LLM Latency in Production: What Actually Moves the Needle
Most LLM latency advice falls into one of two failure modes: it focuses on the wrong metric, or it recommends optimizations that are too hardware-specific to apply unless you're running your own inference cluster. If you're building on top of a hosted API or a managed inference provider, a lot of that advice is noise.
This post focuses on what actually moves the needle — techniques that apply whether you control the stack or not, grounded in production data rather than benchmark lab conditions.
Latency Has Two Very Different Problems
Before optimizing anything, you need to understand that LLM inference has two distinct phases with fundamentally different bottlenecks.
The prefill phase processes your input prompt. The model reads every token you send and builds the context it needs to start generating. This phase is compute-bound — GPUs are doing heavy matrix multiplications in parallel, and it completes in a single forward pass. Its duration maps directly to Time to First Token (TTFT): how long users wait before they see anything at all.
The decode phase generates output tokens one at a time. Each step requires loading the entire model's key-value cache from GPU memory. This is memory-bandwidth-bound, not compute-bound, which is why even the fastest GPUs can only push so many tokens per second. An H100 SXM5 has 3.35 TB/s of memory bandwidth; an A6000 has 768 GB/s — that difference dominates decode speed far more than raw compute specs.
These are different problems. Optimizing one doesn't automatically help the other. Teams often pour effort into reducing TTFT while ignoring inter-token latency, then wonder why long-form outputs still feel sluggish.

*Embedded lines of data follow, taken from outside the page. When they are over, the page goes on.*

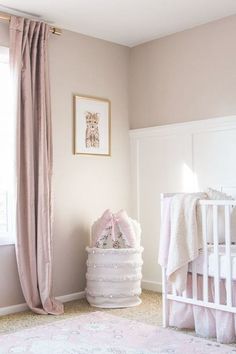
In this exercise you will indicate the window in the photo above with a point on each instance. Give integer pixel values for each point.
(7, 155)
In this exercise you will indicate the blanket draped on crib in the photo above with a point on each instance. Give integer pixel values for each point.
(181, 236)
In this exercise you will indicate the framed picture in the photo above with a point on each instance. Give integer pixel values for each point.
(92, 125)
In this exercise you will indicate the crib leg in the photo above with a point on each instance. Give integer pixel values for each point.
(165, 305)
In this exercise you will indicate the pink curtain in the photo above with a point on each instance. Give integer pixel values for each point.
(29, 64)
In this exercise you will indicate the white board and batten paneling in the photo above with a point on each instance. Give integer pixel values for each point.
(185, 157)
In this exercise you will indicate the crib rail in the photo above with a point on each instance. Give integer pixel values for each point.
(222, 297)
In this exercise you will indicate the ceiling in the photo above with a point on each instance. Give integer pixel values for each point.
(127, 22)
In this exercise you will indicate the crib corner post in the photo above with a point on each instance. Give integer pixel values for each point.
(165, 305)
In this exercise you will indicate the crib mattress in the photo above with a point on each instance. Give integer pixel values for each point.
(211, 262)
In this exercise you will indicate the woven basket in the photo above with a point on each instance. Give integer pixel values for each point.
(114, 277)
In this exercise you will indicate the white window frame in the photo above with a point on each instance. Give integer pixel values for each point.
(7, 237)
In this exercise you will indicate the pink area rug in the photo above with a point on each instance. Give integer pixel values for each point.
(102, 333)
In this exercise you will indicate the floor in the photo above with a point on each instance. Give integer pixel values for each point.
(150, 311)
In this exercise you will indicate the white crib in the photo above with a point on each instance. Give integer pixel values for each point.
(216, 261)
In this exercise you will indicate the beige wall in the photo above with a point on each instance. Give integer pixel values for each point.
(83, 186)
(186, 76)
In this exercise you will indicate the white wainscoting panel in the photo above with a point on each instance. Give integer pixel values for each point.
(186, 157)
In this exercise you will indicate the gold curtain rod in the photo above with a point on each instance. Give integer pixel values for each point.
(54, 30)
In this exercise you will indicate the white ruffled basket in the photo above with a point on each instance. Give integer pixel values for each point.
(114, 277)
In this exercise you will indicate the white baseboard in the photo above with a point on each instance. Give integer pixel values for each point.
(23, 307)
(152, 285)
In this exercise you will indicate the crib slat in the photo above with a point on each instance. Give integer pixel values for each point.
(165, 306)
(194, 280)
(205, 253)
(228, 257)
(216, 255)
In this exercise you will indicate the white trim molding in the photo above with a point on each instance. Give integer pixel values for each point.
(24, 307)
(151, 172)
(213, 124)
(152, 285)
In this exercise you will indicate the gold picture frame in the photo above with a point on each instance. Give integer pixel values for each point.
(92, 125)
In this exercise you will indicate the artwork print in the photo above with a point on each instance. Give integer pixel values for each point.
(92, 126)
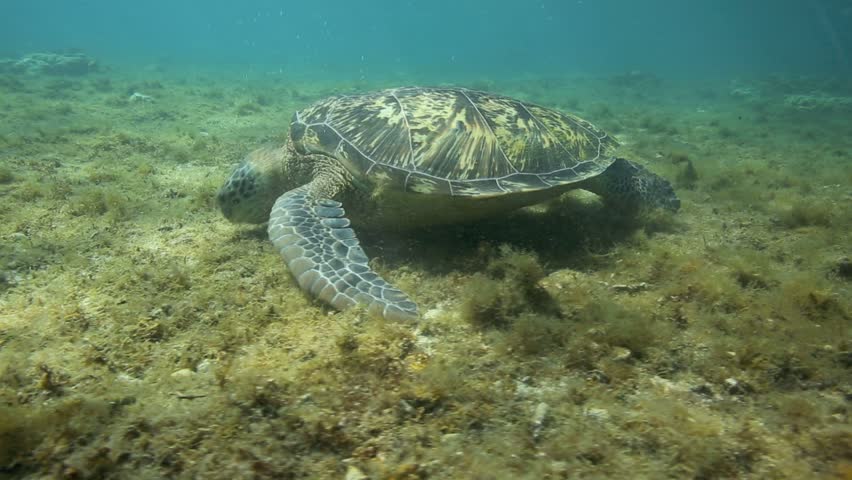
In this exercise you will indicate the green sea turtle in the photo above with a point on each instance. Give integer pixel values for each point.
(412, 157)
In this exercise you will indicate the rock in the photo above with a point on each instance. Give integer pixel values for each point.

Streaming Is the Cheapest Win You're Not Taking
If your application currently waits for the full response before displaying anything, fixing that is the single highest-leverage change you can make. Streaming outputs tokens incrementally, and the effect on perceived latency is dramatic — often 10-100x improvement in how fast users feel the system responds.
The reason is psychological, not technical: humans process text as they read it. A response that starts appearing in 400ms and streams for 3 seconds feels dramatically faster than one that delivers the complete text 3.4 seconds later. Code completion tools set an even tighter bar — under 100ms TTFT is the threshold where suggestions feel native to the editor rather than disruptive.
Target TTFT benchmarks by use case:
- Chatbots: under 500ms
- Code completion: under 100ms
- Batch pipelines: up to 30 seconds is acceptable
Streaming doesn't reduce total generation time — in fact it adds a tiny overhead. But for any interactive use case, it's the first optimization to implement, and it requires nothing beyond enabling the streaming flag in your API call.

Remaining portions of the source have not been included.